Depois que se conclui toda a instrução processual, a defesa tem o prazo de míseros cinco dias para apresentar as suas alegações finais (artigo 360, CE). Finalmente, depois que o juiz eleitoral, muitas vezes morosamente, sentencia o caso (claro que não observando o seu prazo de dez dias), a defesa terá os mesmos dez dias para apresentar recurso com as razões inclusas, por vezes em face de decisões com cinquenta ou cem laudas que o juízo eleitoral tomou meses para fazer.
Eis que a defesa, para ganhar um fôlego, requisita a apresentação das razões em segunda instância, e padece com o risco quase que fatal de ver o seu recurso não ser conhecido.
Não há, nisso, uma subversão da lógica do sistema constitucional de direitos e garantias fundamentais?

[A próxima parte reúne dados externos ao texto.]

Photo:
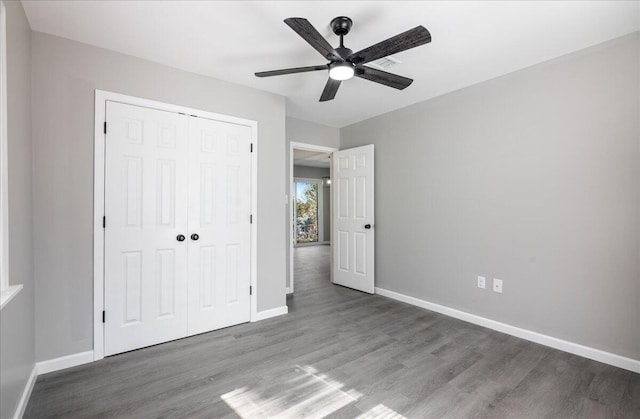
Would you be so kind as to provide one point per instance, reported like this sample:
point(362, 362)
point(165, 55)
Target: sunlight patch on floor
point(381, 412)
point(308, 393)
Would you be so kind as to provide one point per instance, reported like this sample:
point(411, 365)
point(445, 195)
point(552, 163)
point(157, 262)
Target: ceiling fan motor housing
point(341, 25)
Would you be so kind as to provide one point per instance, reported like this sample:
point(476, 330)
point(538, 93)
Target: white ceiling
point(310, 158)
point(472, 41)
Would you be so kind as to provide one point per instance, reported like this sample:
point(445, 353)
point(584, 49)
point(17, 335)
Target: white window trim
point(7, 292)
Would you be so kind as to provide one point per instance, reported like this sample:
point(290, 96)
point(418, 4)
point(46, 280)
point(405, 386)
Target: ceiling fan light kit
point(341, 70)
point(344, 63)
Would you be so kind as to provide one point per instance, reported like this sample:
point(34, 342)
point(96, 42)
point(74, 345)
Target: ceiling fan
point(344, 63)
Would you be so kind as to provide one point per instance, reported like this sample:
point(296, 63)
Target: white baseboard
point(26, 394)
point(64, 362)
point(267, 314)
point(324, 243)
point(563, 345)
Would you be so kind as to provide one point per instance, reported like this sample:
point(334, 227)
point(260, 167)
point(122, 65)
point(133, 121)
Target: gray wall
point(65, 74)
point(306, 132)
point(319, 173)
point(17, 340)
point(533, 178)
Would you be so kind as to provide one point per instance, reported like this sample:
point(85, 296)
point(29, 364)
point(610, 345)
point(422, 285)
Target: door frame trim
point(320, 214)
point(101, 97)
point(307, 147)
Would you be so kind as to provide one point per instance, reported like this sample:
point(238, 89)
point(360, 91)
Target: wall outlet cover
point(497, 285)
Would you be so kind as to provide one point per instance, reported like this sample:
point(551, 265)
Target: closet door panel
point(146, 200)
point(219, 213)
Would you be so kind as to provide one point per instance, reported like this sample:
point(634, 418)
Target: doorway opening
point(310, 215)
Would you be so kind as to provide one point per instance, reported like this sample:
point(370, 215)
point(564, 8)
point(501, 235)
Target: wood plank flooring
point(343, 354)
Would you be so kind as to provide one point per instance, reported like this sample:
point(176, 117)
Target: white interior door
point(352, 218)
point(178, 230)
point(146, 210)
point(219, 211)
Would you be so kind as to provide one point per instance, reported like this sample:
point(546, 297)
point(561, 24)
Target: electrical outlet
point(497, 285)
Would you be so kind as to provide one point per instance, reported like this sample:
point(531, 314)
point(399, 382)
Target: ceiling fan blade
point(306, 30)
point(330, 90)
point(291, 70)
point(382, 77)
point(401, 42)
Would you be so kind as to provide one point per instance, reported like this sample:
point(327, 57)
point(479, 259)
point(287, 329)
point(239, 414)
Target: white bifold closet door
point(219, 211)
point(177, 236)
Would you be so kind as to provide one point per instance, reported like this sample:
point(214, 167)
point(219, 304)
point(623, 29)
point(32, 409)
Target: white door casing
point(219, 213)
point(146, 208)
point(353, 218)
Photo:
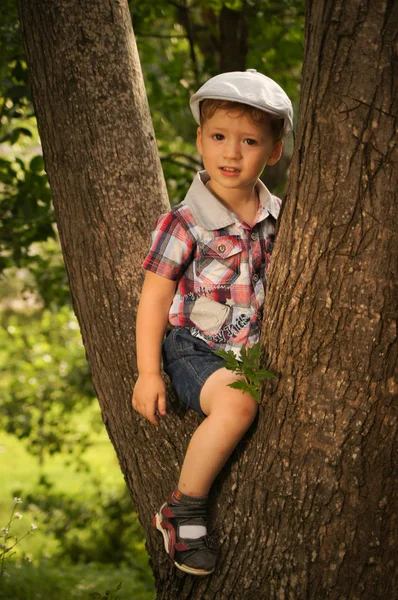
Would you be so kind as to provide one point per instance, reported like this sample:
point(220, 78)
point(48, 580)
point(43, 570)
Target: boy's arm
point(152, 317)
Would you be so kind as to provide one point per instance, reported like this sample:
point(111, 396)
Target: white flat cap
point(247, 87)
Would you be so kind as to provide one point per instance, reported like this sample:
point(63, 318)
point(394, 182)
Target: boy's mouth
point(230, 169)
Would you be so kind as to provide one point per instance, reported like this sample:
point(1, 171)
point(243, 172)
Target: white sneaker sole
point(157, 521)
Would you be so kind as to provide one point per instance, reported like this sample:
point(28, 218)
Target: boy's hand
point(150, 394)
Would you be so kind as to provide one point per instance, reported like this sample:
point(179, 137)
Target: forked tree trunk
point(305, 508)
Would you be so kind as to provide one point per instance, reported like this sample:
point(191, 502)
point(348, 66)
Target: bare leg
point(230, 414)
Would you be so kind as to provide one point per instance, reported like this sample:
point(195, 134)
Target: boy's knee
point(241, 412)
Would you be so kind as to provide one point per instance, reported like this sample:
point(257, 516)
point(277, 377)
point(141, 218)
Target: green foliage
point(45, 380)
point(248, 367)
point(98, 526)
point(108, 594)
point(25, 209)
point(46, 581)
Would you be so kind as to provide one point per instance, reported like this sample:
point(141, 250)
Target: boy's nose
point(232, 149)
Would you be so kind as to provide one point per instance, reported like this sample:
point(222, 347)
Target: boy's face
point(235, 150)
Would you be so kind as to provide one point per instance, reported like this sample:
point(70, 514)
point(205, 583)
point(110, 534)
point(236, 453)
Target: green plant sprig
point(249, 367)
point(5, 548)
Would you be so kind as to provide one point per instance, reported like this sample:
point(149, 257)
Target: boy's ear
point(199, 140)
point(275, 154)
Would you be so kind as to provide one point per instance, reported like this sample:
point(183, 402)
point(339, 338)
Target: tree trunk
point(304, 508)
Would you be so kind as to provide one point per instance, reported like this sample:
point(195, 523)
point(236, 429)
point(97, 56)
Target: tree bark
point(304, 508)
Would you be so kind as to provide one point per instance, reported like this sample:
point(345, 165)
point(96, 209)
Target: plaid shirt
point(220, 264)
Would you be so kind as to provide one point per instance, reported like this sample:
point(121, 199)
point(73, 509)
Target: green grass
point(20, 472)
point(45, 582)
point(32, 573)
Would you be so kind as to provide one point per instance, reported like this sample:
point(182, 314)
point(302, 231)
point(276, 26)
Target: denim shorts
point(189, 362)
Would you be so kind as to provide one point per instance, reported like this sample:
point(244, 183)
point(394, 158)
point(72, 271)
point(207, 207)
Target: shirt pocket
point(218, 262)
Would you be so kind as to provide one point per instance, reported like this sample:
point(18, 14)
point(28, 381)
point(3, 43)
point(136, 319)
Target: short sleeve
point(171, 248)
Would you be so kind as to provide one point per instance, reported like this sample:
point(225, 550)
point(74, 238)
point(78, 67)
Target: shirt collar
point(210, 214)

Veja-se que em uma perspectiva hermenêutico-constitucional é altamente descabido conferir mais direitos e garantias à acusação em detrimento do acusado. O artigo 600, parágrafo 4º, do Código de Processo Penal, para além da questão formal, é uma garantia do acusado em processo penal que, certamente, transcende a mera instrumentalidade e não enseja, sob nenhum ângulo, qualquer prejuízo às partes. É também uma questão de paridade de armas. Enquanto o Ministério Público Eleitoral, a Polícia Federal (que investiga o caso) e o juízo eleitoral não são minimamente sancionados por descumprir prazos fixados em lei, à defesa é impossibilitado o mínimo de apresentar razões em segunda instância, tal como a lei prevê.
Dito isto, analisando todo esse cenário processual, o que aparenta é que a parte hipossuficiente – aquela que fica sujeito ao Leviatã do Estado – é a acusação. É o juízo eleitoral. É a Polícia Federal. Claro que essa leitura não passa por um filtro hermenêutico-constitucional que assegura ao acusado em processo penal (inclusive na Justiça Eleitoral) a proteção contra o Estado-Acusador, conferindo-lhe diversos direitos e garantias fundamentais. Justamente por ser a parte hipossuficiente em relação ao poder estatal. Isso porque a essência de uma democracia constitucional é a de servir como um remédio contramajoritário que, no campo do processo penal – seja em qual juízo for –, deve ser vista como uma leitura da constituição sempre em favor do cidadão e contra o Estado.
E, inversamente do que ecoa da chamada “voz das ruas”, não há direitos em demasia ao réu. Ao contrário, como aqui demonstramos, a autoridade policial, o Ministério Público e o Poder Judiciário diuturnamente não observam prazos que lhe são atribuídos por lei, violando, também, o princípio da razoável duração do processo, que também serve ao acusado.
Ao fim e ao cabo, existem, de fato, certas coisas que são difíceis de compreender.